Fortune Magazine Offices – New York City

A timeless and creative look, Fortune has provided a powerful and connected place of work for all the employees of the iconic business magazine's offices in New York City.

  • Client Fortune Magazine,
  • size 43,352 sqft
  • Year 2019
  • Location New York City, New York, United States,
  • Industry Film / Media / Publishing,
  • TPG Architecture was engaged by multinational business magazine, Fortune, to design their offices located in New York City, New York.

    Founded in 1929, Fortune Magazine is a global media organization that helps its viewers and readers succeed in business with access to their articles on business journalism. TPG was brought on by Vornado Realty Trust to design Fortune’s new offices, relocated from 225 Liberty Street to 40 Fulton Street. In their original workplace, business units were spread out among multiple levels which created a disconnect among staff. With the move, this project finally permitted Fortune employees to all be located together and therefore collaborate more efficiently.

    Fortune wanted to be able to create an office space that property reflected their brand, along with the history and future of the company. TPG worked with the Client to create a clean backdrop to highlight their practice at the intersection of business with art. The chosen design concept is characterized by a timeless and creative look, complemented with accents of simple wood tones. With moving to an open workplace environment, employees now have access to workstations with efficient storage solutions that also create privacy for staff without sacrificing the available natural light. Other components include a film studio, editing suites, podcast rooms, and meeting areas that provide space for heads-down work.

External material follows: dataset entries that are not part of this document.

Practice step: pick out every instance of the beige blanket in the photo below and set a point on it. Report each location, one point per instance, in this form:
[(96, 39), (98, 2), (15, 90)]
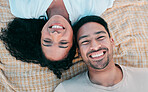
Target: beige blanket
[(128, 24)]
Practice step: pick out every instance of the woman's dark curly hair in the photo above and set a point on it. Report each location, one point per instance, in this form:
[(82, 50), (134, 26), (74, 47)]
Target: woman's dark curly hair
[(22, 40)]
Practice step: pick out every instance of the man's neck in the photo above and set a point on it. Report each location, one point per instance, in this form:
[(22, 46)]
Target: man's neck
[(57, 7), (108, 77)]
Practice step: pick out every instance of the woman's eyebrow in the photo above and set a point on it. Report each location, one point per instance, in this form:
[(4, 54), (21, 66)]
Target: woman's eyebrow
[(63, 46), (47, 45)]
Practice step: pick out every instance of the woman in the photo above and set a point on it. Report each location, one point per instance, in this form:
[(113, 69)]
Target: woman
[(51, 45)]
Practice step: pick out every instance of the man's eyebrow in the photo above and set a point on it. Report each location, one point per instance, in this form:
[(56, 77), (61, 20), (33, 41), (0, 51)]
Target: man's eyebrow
[(81, 37), (100, 32)]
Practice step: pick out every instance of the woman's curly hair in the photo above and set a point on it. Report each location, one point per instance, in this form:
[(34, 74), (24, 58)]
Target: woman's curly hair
[(22, 38)]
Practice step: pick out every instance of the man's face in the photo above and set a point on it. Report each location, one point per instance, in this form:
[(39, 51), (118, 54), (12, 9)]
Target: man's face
[(95, 46)]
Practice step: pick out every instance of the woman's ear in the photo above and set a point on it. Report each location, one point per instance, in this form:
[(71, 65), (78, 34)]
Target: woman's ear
[(79, 54)]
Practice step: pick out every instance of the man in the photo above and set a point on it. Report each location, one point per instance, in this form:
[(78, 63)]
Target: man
[(96, 48)]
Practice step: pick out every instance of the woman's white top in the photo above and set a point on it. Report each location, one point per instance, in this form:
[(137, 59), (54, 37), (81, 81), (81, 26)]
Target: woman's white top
[(75, 8)]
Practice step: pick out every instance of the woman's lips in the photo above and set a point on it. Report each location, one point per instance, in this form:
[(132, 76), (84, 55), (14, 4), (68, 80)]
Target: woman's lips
[(57, 26)]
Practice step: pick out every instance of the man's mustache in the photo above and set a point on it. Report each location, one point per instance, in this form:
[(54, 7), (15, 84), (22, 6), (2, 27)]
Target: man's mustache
[(97, 50)]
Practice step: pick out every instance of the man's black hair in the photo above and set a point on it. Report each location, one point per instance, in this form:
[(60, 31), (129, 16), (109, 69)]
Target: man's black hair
[(87, 19), (22, 38)]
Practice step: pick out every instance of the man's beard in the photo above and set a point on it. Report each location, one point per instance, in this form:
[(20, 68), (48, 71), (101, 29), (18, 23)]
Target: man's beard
[(99, 66)]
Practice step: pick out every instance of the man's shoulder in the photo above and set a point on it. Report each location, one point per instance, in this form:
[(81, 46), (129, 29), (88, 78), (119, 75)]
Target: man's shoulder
[(75, 81)]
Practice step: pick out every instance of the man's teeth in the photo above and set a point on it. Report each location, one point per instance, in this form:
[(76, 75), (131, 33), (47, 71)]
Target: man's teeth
[(56, 26), (97, 55)]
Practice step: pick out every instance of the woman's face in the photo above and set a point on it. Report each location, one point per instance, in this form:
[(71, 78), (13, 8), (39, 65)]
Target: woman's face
[(56, 38)]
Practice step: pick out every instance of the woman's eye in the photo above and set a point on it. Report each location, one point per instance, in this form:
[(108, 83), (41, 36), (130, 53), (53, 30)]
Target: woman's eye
[(85, 42), (63, 42), (47, 41)]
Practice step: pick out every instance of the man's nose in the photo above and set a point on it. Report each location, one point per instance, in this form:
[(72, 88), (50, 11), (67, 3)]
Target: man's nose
[(55, 35), (95, 45)]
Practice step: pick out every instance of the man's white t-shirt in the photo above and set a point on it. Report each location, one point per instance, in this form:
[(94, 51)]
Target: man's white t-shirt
[(75, 8), (134, 80)]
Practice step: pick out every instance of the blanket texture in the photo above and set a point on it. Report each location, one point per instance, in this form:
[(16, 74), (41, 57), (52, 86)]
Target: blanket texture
[(128, 24)]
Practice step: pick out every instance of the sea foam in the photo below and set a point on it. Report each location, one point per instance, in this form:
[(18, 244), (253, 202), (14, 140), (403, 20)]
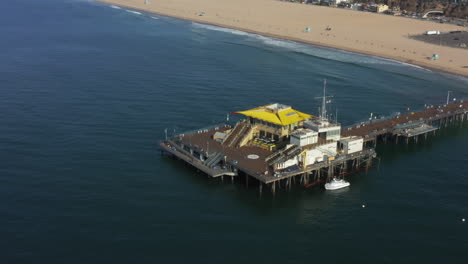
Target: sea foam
[(133, 12)]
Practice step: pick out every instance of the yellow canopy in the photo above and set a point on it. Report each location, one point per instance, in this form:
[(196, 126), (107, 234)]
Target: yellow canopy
[(281, 117)]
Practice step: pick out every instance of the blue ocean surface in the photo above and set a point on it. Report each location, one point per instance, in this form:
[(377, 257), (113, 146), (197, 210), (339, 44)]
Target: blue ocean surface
[(87, 90)]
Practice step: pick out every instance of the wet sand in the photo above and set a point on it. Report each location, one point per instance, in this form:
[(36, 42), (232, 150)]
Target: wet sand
[(369, 33)]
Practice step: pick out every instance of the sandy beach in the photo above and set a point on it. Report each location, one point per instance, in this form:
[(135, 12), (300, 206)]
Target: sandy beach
[(369, 33)]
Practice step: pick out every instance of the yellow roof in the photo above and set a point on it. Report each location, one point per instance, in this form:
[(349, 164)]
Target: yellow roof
[(280, 116)]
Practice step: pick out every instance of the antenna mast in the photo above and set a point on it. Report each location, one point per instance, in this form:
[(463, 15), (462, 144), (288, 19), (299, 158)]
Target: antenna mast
[(324, 110)]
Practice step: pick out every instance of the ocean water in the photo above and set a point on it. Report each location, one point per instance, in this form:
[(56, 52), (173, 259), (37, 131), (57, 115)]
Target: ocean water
[(87, 90)]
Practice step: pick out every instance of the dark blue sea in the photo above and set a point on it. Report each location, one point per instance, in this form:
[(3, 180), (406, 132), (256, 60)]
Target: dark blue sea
[(86, 91)]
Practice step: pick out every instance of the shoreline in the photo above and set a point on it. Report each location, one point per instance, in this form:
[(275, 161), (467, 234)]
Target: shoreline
[(397, 58)]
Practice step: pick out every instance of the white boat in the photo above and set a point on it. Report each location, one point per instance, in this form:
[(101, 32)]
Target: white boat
[(336, 184)]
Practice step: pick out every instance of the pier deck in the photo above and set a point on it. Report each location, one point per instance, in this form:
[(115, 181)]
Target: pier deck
[(371, 129), (200, 149)]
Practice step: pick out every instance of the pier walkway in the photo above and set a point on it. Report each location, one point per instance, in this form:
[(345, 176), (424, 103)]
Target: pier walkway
[(428, 119)]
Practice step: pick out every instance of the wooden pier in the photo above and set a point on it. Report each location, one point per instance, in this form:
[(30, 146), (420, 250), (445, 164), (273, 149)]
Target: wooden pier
[(250, 163), (410, 125)]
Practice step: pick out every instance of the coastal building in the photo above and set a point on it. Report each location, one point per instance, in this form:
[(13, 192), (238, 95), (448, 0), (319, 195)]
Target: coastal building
[(273, 122), (276, 144), (380, 8)]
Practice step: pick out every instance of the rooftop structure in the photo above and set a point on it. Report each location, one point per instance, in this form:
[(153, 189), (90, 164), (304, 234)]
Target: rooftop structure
[(277, 114)]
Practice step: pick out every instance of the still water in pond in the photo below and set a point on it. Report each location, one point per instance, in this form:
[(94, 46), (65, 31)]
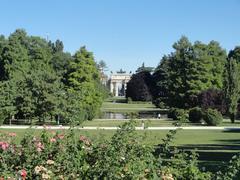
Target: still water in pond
[(140, 115)]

    To emphasize the concept of community with privacy, a buzzi screen system on a sliding track was installed to help enclose the café, minimizing acoustics while still allowing light to pass through. Nearby conference rooms are all designed with transparent glass, which further allow these spaces to flow between private and public interaction. Also, each floor includes smaller pantries, which further emphasizes the importance of creating spaces for staff to gather and collaborate.